Saturday, June 20, 2015

Game Inspiration: Brothers-at-Arms & Medieval war contracts

I'm slowly reading a book on Henry V of England.

In the usual explanation of how Medieval warfare is a wholly different thing than modern warfare is a nice collection of details on the office of herald, the way loot is divided*, the importance of ransoms, etc. there was a bit about what are best called early adventuring compacts:

"Another more sophisticated method of distributing the dangers and rewards of war were the contracts between soldiers which made them "brothers-at-arms." Such agreements were genuine legal bonds, sometimes for life, sometimes for a specific period, which were usually arrived at by a solemn oath or by sealed letters. Their terms normally provided that the brothers-at-arms should share equally in all gains of war, and should contribute equally to ransoms if one of them became a captive. If both were taken prisoner, one served as a hostage and the other went to raise the ransom for both. All classes of soldiers might become brothers-at-arms -[. . . ]"
- Margaret Wade Labarge, Henry V, p. 67

It goes on to give the example of an English duke and a French duke who were brothers-at-arms despite serving different kings and having different allegiances. Still another specified two captains would pool their loot and send it to London - whoever got home first would invest it, and if only one got home he would get all of it except 1/6 set aside for the widow of the other.
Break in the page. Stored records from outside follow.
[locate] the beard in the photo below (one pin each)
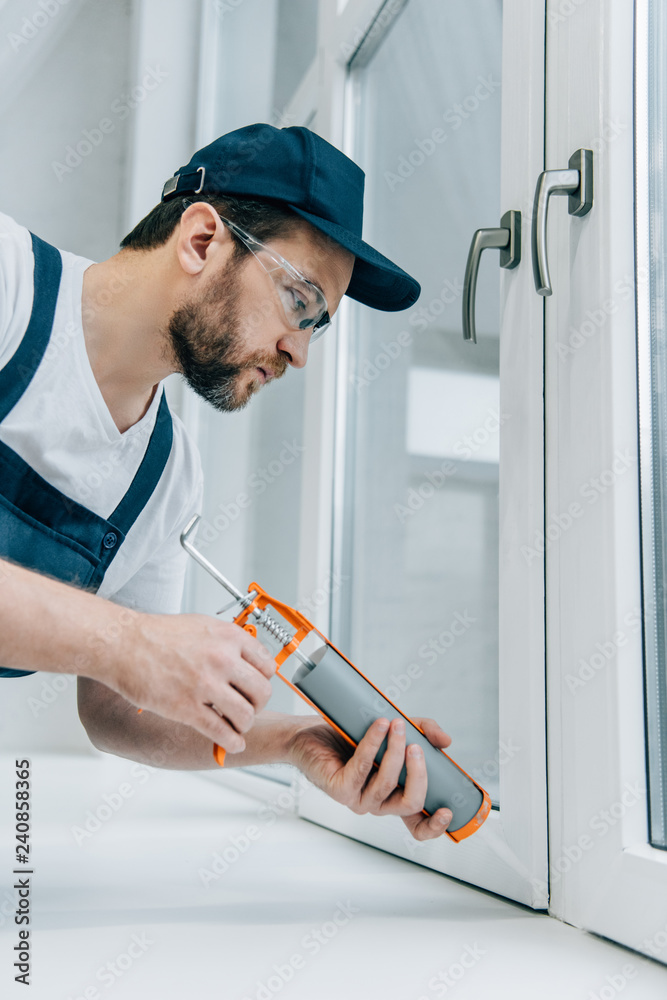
(206, 339)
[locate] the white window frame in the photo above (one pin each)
(509, 857)
(612, 883)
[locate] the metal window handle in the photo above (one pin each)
(577, 183)
(507, 239)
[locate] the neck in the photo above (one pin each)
(125, 310)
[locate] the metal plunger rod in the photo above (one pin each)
(262, 616)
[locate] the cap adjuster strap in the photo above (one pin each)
(191, 183)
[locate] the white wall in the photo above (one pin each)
(82, 66)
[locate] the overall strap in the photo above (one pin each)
(17, 374)
(148, 474)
So, early adventuring contracts. Maybe pooling all the loot, dividing it up, and providing for healing and resurrection of the slain (basically, paying a ransom to death!**) is not a strange modern let's-all-get-along thing but rather an extension of how loot-hunting men-at-arms dealt with similar issues.

* For example, as of the time of Henry V and soldiers serving for pay and loot not out on a temporary callout, the finder gets 1/3, his captain 1/3, and the king 1/3. The captain also pays 1/3 of his take (so, 1/3 of that 1/3) to the king.

** Which is an outstanding gaming concept, right there. It would explain and/or justify level based costing for Raise Dead in D&D games.


  1. Gamers are, of course, reinventing the wheel by coming up with these sorts of arrangements for adventurers, but given what I know of Medieval and Renaissance contracts, I'm pretty sure our wheels have more flaming spikes on them.

  2. The brothers-in-arms concept could be a pretty cool party dynamic. Loot share is something I brought up once in a dungeon dive years ago - lord of the town got a cut (probably like 75%) of anything brought back up.